Dorénavant, l’information est complètement intégrée dans les opérations militaires américaines.

swissinfo: Vous rappelez qu’une guerre ne se gagne pas que sur le terrain, mais aussi dans l’opinion publique. Vous auriez dû adresser votre livre à Georges W. Bush…

J.B.: L’opinion publique est en effet un levier très efficace pour infléchir l’action de l’adversaire. Il faut se souvenir de la rapidité du retrait américain de Somalie après la mort de 18 Rangers.

La perception de la mort et du succès dans la guerre n’est pas la même en Occident ou dans le monde musulman.

swissinfo: Les Etats-Unis nous promettaient une promenade de santé en Irak et l’effondrement du régime de Saddam Hussein en quelques jours. Pourquoi une telle erreur d’appréciation?

J.B.: Les services américains se basent essentiellement sur des faits. Ils sont excellents pour compter à une unité près le nombre de chars ennemis. En revanche, ils sont nettement moins bons que les services de renseignements européens pour apprécier les intentions véritables des gens.

swissinfo: Les services secrets britanniques connaissent pourtant bien l’Irak?

J.B.: C’est exact. Mais, cette fois, on observe un profond clivage entre les services de renseignement et l’échelon politique.

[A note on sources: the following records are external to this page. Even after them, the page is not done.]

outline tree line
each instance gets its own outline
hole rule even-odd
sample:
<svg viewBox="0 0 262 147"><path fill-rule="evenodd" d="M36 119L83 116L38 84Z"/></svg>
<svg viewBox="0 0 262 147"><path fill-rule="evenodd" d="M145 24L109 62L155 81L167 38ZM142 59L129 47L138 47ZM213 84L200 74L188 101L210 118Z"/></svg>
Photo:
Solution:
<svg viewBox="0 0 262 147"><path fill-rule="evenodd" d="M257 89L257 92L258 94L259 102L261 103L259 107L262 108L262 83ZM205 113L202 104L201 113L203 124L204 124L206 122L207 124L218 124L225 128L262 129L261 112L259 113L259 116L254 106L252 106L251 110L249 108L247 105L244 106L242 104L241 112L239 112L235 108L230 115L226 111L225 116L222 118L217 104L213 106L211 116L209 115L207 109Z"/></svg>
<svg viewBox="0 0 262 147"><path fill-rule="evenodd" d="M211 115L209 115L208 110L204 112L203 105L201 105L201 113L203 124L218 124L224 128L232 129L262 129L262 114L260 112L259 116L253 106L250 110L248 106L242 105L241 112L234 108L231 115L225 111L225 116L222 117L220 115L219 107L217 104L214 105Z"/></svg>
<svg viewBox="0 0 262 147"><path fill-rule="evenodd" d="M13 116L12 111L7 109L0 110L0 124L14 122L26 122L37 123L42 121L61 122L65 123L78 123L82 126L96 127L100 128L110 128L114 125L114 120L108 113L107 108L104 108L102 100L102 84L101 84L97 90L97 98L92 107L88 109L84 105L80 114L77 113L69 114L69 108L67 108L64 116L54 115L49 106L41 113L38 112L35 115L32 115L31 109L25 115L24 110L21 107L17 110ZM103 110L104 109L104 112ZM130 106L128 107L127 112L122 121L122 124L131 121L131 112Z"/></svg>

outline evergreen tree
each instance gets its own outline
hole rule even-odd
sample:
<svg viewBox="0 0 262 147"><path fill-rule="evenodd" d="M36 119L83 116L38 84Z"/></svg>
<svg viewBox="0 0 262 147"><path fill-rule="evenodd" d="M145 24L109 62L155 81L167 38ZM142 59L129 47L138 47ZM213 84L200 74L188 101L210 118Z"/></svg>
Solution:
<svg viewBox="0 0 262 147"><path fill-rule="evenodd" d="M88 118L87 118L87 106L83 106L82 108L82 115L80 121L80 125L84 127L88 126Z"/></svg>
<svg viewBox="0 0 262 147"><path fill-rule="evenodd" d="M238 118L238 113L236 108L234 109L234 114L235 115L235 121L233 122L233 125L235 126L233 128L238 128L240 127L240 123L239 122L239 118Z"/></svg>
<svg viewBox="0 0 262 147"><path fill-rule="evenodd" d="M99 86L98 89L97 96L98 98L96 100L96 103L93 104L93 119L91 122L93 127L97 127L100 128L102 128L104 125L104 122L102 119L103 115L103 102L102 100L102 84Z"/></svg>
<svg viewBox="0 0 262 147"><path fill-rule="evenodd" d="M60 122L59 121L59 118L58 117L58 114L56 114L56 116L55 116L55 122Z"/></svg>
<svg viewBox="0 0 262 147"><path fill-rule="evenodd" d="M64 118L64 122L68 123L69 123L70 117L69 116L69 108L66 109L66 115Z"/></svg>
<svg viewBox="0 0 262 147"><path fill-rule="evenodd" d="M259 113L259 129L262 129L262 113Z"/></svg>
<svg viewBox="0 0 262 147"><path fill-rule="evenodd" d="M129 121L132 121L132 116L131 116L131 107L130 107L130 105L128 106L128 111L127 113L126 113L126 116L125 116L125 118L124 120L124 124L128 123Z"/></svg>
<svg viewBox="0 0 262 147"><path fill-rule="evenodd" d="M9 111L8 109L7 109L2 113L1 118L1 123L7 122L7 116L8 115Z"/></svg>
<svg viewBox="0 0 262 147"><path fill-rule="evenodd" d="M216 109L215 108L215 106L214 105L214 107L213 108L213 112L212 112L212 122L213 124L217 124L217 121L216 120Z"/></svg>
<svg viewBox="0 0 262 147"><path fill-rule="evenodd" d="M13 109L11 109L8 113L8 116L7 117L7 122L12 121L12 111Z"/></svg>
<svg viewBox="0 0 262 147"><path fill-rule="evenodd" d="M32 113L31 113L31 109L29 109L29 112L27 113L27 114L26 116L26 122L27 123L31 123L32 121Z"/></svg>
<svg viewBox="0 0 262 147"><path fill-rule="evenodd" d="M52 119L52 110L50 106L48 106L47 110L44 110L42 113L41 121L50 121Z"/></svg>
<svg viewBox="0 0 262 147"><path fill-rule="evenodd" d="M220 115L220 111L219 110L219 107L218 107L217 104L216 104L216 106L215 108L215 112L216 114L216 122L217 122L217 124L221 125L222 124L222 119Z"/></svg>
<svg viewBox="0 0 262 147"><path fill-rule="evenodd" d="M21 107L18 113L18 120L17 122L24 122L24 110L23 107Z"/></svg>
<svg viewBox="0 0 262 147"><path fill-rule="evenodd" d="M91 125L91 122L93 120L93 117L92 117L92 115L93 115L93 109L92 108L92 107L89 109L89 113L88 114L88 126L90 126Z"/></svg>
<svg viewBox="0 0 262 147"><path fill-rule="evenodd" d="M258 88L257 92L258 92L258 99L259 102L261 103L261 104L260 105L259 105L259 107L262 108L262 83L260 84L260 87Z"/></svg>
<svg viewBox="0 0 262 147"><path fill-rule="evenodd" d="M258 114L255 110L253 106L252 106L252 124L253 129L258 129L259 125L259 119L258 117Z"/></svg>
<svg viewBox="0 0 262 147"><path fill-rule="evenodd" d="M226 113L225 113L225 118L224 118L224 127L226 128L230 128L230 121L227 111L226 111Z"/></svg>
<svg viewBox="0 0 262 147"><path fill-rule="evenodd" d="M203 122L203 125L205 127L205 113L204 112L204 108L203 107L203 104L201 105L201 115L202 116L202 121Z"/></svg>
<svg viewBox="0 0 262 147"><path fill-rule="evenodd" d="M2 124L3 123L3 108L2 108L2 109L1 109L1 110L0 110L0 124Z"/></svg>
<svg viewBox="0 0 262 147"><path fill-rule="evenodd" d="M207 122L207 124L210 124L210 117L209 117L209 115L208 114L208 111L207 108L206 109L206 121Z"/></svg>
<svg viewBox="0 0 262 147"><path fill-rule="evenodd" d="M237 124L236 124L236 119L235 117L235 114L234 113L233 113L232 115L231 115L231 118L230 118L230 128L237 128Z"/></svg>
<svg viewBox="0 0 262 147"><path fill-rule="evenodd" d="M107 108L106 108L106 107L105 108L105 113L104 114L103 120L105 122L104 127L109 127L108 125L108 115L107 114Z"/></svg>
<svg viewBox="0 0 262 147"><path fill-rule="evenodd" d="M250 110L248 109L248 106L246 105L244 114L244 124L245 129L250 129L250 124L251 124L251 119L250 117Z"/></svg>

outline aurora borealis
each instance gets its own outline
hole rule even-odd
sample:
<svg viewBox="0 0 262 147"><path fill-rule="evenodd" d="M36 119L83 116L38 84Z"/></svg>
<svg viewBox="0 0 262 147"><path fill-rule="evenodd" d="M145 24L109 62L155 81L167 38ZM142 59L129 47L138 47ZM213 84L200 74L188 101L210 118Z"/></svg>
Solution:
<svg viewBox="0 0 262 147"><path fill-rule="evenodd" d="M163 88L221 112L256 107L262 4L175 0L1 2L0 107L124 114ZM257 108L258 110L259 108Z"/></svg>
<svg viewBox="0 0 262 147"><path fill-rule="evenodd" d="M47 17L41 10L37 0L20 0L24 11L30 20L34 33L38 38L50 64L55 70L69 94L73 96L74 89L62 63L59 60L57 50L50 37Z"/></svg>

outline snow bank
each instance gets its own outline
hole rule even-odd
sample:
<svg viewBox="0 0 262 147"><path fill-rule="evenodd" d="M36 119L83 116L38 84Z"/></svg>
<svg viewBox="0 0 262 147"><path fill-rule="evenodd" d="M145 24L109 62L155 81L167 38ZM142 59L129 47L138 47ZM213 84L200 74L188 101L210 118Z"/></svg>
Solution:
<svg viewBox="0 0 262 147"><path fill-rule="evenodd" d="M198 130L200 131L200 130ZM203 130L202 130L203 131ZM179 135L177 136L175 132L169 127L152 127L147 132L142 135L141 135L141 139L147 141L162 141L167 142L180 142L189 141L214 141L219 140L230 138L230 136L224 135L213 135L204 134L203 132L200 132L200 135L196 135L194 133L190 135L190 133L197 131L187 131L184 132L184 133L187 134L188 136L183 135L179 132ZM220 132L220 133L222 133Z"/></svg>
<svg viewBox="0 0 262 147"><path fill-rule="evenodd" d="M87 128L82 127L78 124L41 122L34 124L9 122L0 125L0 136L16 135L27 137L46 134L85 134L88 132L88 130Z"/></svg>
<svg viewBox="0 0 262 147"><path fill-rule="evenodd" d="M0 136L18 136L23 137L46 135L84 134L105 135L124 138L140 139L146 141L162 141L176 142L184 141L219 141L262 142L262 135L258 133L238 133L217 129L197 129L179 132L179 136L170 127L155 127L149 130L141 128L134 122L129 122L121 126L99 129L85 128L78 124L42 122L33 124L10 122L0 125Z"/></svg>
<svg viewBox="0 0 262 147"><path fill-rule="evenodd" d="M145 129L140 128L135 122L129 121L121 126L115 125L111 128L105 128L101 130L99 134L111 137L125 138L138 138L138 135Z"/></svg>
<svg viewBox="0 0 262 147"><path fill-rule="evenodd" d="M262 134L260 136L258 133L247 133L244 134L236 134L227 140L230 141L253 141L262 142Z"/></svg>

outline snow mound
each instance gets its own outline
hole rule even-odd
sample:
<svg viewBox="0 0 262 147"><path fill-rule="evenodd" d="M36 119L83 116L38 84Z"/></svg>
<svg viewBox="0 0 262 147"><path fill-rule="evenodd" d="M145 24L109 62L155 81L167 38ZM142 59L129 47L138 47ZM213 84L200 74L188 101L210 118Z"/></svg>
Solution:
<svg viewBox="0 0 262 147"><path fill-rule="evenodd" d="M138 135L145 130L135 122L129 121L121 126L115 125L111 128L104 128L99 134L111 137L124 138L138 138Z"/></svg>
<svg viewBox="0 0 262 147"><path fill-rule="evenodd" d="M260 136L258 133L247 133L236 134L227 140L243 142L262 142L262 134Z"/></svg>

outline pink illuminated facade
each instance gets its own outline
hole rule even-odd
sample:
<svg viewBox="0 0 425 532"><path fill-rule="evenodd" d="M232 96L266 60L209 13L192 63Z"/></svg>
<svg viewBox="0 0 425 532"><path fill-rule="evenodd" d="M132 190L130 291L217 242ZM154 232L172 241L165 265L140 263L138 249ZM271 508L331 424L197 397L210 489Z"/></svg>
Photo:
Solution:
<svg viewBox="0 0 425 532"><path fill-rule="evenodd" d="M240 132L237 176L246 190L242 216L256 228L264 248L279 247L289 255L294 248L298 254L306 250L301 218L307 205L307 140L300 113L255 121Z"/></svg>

Le MI-6 n’est pas à l’unisson avec le Premier ministre britannique Tony Blair. Et, aux Etats-Unis également, la Maison-Blanche a davantage prêté l’oreille aux renseignements militaires américains plutôt qu’aux rapports de la CIA, qui avait une appréciation nettement plus juste de la situation.

swissinfo: Cette résistance irakienne ne vous surprend-elle pas?

J.B.: Elle est beaucoup plus vigoureuse qu’il y a dix ans. Les soldats irakiens n’attendent plus l’ennemi dans le désert. Ils ne défendent donc plus du sable et des cailloux, mais des habitations, des populations.

Dans les villes, l’armée irakienne se retrouve presque à égalité face aux Américains. Et cela stimule l’esprit de résistance.

swissinfo, propos recueillis par Ian Hamel

(*) «La guerre asymétrique ou la défaite du vainqueur», par Jacques Baud, Editions du Rocher, 202 pages.